Foto: Leandro Teysseire


¿Innovaciones? Para qué. ¿Reactualizaciones? Quién las necesita. Fuimos a ver a AC/DC, esperábamos a AC/DC, y tuvimos AC/DC. Una base monolítica, solidez de bunker antiatómico, que sostiene a las guitarras infernales de los hermanos Young. Un cantante que quizá esté cerca del retiro, pero aún sabe como comerse el escenario y hacer uso de una garganta que pide descanso.
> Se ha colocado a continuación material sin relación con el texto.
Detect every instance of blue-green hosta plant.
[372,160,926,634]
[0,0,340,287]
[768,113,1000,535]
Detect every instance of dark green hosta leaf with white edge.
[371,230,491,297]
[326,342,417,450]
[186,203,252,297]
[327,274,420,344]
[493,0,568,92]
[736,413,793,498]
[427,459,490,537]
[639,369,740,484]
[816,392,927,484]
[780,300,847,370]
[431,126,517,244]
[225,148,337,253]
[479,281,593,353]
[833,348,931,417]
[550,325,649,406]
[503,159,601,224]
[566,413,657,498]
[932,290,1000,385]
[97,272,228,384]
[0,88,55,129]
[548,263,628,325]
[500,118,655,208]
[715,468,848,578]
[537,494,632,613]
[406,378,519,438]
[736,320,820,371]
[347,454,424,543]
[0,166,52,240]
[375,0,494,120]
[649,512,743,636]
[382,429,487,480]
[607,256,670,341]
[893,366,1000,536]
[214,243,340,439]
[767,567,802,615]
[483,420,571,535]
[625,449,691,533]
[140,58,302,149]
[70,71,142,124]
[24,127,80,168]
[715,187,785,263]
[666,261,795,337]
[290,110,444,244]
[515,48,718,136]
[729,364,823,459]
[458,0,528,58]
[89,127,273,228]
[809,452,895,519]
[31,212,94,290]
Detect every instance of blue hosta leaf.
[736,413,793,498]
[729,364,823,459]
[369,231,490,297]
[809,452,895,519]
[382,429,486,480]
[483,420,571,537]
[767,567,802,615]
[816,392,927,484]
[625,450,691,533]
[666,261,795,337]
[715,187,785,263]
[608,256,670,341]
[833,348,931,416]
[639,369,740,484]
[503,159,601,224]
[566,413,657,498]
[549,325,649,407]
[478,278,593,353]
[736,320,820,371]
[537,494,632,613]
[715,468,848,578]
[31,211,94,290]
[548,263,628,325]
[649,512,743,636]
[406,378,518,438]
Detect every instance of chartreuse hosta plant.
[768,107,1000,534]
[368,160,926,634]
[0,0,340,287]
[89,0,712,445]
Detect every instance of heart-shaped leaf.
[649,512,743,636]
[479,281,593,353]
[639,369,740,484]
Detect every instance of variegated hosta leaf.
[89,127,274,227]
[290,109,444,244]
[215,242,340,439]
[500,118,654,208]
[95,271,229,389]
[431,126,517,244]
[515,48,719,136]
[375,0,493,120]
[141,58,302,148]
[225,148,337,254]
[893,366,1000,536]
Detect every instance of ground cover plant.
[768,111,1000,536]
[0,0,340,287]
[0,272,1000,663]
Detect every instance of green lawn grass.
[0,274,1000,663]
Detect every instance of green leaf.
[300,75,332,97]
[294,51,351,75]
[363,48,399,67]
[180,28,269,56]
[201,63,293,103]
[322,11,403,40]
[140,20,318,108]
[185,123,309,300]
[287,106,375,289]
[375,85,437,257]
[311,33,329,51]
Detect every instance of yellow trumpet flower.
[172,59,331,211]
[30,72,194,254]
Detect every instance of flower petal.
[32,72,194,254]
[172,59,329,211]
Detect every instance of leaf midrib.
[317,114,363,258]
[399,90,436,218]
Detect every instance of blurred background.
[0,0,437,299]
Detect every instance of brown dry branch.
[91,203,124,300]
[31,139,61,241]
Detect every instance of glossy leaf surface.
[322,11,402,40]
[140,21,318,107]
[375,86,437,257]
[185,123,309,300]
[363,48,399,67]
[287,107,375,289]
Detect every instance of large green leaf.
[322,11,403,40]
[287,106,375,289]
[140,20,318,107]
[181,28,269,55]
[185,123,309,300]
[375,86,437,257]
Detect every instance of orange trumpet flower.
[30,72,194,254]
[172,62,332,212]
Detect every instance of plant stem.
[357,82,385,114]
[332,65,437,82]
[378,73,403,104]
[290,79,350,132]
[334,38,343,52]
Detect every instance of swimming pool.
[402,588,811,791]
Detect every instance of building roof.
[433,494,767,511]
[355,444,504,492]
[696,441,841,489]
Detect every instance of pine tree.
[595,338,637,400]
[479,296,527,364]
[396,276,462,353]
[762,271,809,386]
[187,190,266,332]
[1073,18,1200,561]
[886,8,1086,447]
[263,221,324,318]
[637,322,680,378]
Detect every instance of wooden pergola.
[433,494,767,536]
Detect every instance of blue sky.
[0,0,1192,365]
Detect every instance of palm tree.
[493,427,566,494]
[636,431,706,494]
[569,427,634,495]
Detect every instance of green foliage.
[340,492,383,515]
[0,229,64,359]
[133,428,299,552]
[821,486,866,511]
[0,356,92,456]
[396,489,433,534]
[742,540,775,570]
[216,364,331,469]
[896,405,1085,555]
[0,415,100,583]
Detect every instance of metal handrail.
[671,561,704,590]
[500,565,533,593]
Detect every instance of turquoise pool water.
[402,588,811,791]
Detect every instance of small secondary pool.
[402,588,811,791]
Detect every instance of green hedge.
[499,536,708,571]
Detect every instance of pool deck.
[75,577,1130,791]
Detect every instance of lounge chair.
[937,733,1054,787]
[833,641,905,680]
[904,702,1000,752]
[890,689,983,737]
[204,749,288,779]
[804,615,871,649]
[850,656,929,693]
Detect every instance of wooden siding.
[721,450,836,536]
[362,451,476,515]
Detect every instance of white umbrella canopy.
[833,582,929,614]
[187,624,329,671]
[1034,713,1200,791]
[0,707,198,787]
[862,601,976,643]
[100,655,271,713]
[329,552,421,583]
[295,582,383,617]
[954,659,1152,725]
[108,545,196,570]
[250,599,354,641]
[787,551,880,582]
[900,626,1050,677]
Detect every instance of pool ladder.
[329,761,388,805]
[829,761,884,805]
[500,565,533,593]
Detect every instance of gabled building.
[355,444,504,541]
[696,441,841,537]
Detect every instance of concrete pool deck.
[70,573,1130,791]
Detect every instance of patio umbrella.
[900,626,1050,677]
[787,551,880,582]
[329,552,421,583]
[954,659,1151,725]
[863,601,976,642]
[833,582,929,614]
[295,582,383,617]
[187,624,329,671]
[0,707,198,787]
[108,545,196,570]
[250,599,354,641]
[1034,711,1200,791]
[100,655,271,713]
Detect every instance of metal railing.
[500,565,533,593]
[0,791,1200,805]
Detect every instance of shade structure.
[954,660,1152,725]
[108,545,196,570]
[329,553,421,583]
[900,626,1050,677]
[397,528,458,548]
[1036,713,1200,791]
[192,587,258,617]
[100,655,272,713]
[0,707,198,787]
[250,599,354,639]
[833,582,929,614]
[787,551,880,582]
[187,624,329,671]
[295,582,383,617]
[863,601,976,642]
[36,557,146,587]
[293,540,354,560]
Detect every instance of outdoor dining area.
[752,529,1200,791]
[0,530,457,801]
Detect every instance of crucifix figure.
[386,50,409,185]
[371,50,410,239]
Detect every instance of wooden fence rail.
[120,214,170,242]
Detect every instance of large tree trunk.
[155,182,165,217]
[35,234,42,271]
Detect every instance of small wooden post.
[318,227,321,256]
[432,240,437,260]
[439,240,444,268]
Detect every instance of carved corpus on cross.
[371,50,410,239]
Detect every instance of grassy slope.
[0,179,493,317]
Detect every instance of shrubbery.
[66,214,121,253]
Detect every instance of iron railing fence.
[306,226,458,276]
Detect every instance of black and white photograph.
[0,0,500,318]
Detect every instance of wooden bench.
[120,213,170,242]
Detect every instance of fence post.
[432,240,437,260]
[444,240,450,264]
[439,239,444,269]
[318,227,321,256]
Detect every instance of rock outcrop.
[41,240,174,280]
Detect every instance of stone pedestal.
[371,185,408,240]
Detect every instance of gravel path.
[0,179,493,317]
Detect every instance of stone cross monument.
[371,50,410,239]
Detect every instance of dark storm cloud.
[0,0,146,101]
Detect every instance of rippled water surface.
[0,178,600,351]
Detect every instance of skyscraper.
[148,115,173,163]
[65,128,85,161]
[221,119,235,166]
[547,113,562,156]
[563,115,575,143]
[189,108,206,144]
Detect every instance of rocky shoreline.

Y Angus, que puede excederse con un solo de más diez minutos pero no por eso vamos a dejar de quererlo, de admirarlo, de tenerlo en el sitial de honor de los que nos inspiraron a agarrar un camino musical y no abandonarlo ni aunque vengan degollando.

Let there be lights, let there be sound, let there be drums, let there be guitar. Let there be rock, cantaron, y éramos 66 mil revoleando el alma, henchidos de electricidad, repitiendo con alegría inolvidable los estribillos de "You shook me all night long", y "Hell's bells", y "The Jack", y "Highway to hell", y "Whole lotta Rosie", y por qué no también los nuevitos "Big Jack", "Rock'n'roll train" y "War machine" (con un avión bombardeando con guitarras y mujeres desde la pantalla), y, claro, "Dirty deeds done dirt cheap" y "For those about to rock", a los cañonazos.

En "Thunderstruck" la cancha se movió.

Y con ella nos movimos nosotros, a la adolescencia y de vuelta para acá, más viejos, menos inocentes pero aún capaces de agitar el marote y no olvidarnos nunca de por qué el infierno de los rockers será siempre mil veces mejor que el cielo de los vigilantes.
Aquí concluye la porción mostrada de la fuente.